Entrevista com Izabela Brochado- Parte II
Entrevistadores:
Sabemos que o teatro de bonecos nordestino é bastante híbrido, apresenta diversas temáticas, manifestações e interações diferenciadas com o público. Além disso, quais foram os principais motivos para dar início ao processo de tombamento?
Izabela:
O pedido de Registro do Teatro de Bonecos Popular do Nordeste foi solicitado pela ABTB (Associação Brasileira de Teatro de Bonecos - Centro UNIMA - Brasil), em 2004, que respondeu ao alerta de pesquisadores, professores e artistas do teatro de bonecos, que destacaram a urgência de ações de Registro, inventário e salvaguarda desta manifestação da cultura popular brasileira que, a partir da década de 80 do século passado, vem sofrendo forte declínio em suas formas tradicionais de produção e circulação. Com o tombamento, espera-se que políticas públicas sejam desenvolvidas para fortalecer este patrimônio imaterial da nossa cultura.
Entrevistadores:
O processo de tombamento envolveu diversos departamentos de arquitetura a antropologia, como foi reunir todos esses e lutar por uma causa comum, sendo o teatro de bonecos algo milenar e tão atual ao mesmo tempo ?
Izabela:
A formação das equipes de pesquisa – coordenadores e pesquisadores – foi baseada em critérios de formação acadêmica, conhecimento sobre o Bem (o teatro de bonecos popular) e experiência anterior em pesquisa. Buscou-se a formação de equipes multidisciplinares, compostas por historiadores/antropólogos, por pesquisadores do teatro de bonecos e por bonequeiros, visando uma articulação entre os vários campos de conhecimento, de forma a compreender o teatro de bonecos popular em sua amplitude e propor políticas de salvaguarda do Bem.
Entrevistadores:
Agora com essa proteção institucional, quais foram as principais mudanças para os praticantes dessa forma de representação teatral ?
Izabela:
As mudanças são lentas e processuais, ainda mais considerando este golpe que o Brasil sofreu e a consequente instituição de um governo francamente displicente no que tange a cultura e a outros aspectos que fogem ao interesse do grande capital.
Até o momento, o que foi realizado foi o Edital de premiação lançado pelo IPHAN, que concedeu 37 prêmios para bonequeiros e bonequeiras e oito prêmios in memoriam. A pedido dos próprios bonequeiros, o Edital priorizou a premiação de mestres idosos com longa dedicação ao teatro de bonecos.
No entanto, espera-se que com o tombamento, outras ações venham a se concretizar no sentido de valorizar o teatro de bonecos popular e seus artistas.
Entrevistadores:
Devido a intensa participação do público no espetáculo Mamulengo, sabemos que automaticamente ocorre a quebra da quarta parede.

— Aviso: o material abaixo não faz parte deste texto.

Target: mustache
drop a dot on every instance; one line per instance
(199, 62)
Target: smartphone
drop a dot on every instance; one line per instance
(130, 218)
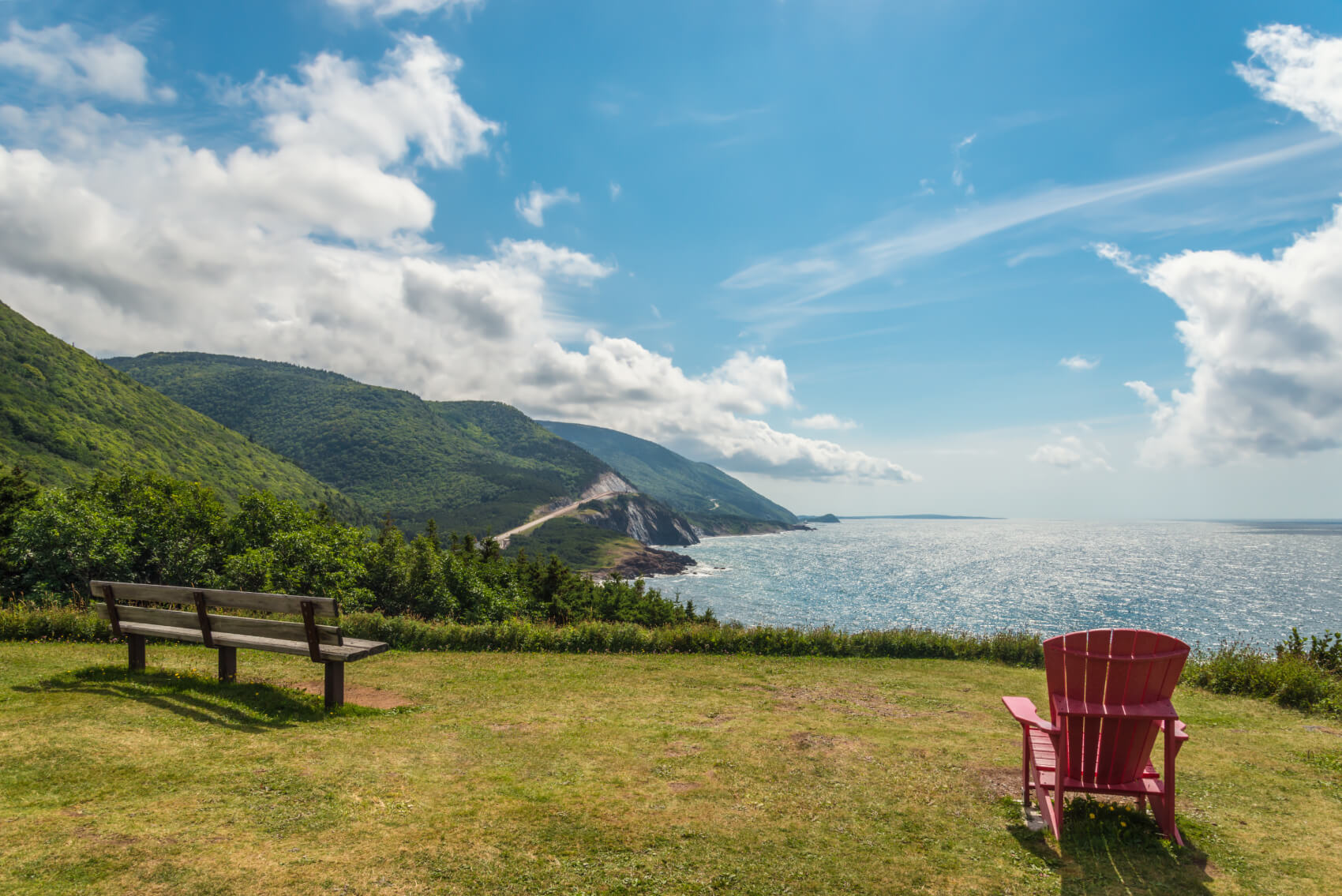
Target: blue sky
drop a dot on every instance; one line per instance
(839, 249)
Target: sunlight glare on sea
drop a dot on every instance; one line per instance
(1203, 583)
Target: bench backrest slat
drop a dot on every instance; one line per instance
(222, 624)
(291, 604)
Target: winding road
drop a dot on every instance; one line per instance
(568, 508)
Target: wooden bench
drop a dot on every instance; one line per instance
(226, 633)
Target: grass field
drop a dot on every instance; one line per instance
(542, 773)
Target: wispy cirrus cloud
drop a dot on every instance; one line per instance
(882, 246)
(532, 205)
(385, 9)
(1078, 362)
(312, 246)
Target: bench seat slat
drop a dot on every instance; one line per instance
(350, 650)
(231, 624)
(215, 597)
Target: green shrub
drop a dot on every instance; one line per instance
(1291, 677)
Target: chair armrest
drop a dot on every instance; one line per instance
(1024, 711)
(1180, 731)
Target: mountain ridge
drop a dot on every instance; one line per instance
(66, 416)
(713, 500)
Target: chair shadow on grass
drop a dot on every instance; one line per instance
(230, 704)
(1114, 849)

A não interação do público com a personagem ou a dificuldade do ator em estabelecer essa relação pode gerar conflitos?
Izabela:
Conflitos eu não diria, mas um esfriamento e uma quebra do ritmo do espetáculo, uma vez que este é construído a partir desta relação, desta interação e sem ela, o espetáculo poderá ficar “frouxo”, sem ritmo.
Entrevistadores:
Qual a principal característica que diferencia o Mamulengo rural do Mamulengo urbano?
Izabela:
Há que se ter cuidado com esta distinção, uma vez que ela não é inerente. O que há são contextos diferenciados. Pode-se apresentar em uma escola seja no meio rural ou urbano; assim como, em feiras montadas nas cidades ou no campo. O que distingue é o tipo de público e o tempo disponível que o bonequeiro tem para apresentar-se. Em contextos escolares, por exemplo, o público é jovem e em geral, o espetáculo deve durar até 01 hora. Nas feiras; em bares; etc., o tempo não é fixo e em geral, varia de acordo com a aceitação do público. Eu pude presenciar espetáculos que chegaram a durar 05 horas, alguns em sítios (rural), outros, na rua em frente à bares (urbano).
Entrevistadores:
Devido ao Mamulengo relatar dores e alegrias das classes média e baixa da sociedade, e com o público afirmar situações vividas e expor suas opiniões de forma cômica.
Podemos relacionar o Mamulengo a uma forma de terapia e denúncia da realidade social?
Izabela:
Ele pode também ser isto (terapia e denúncia) a depender de quem o faz e como o faz, mas nunca poderá ser fixado dentro destas categorias, pois apresenta vários outros aspectos e características.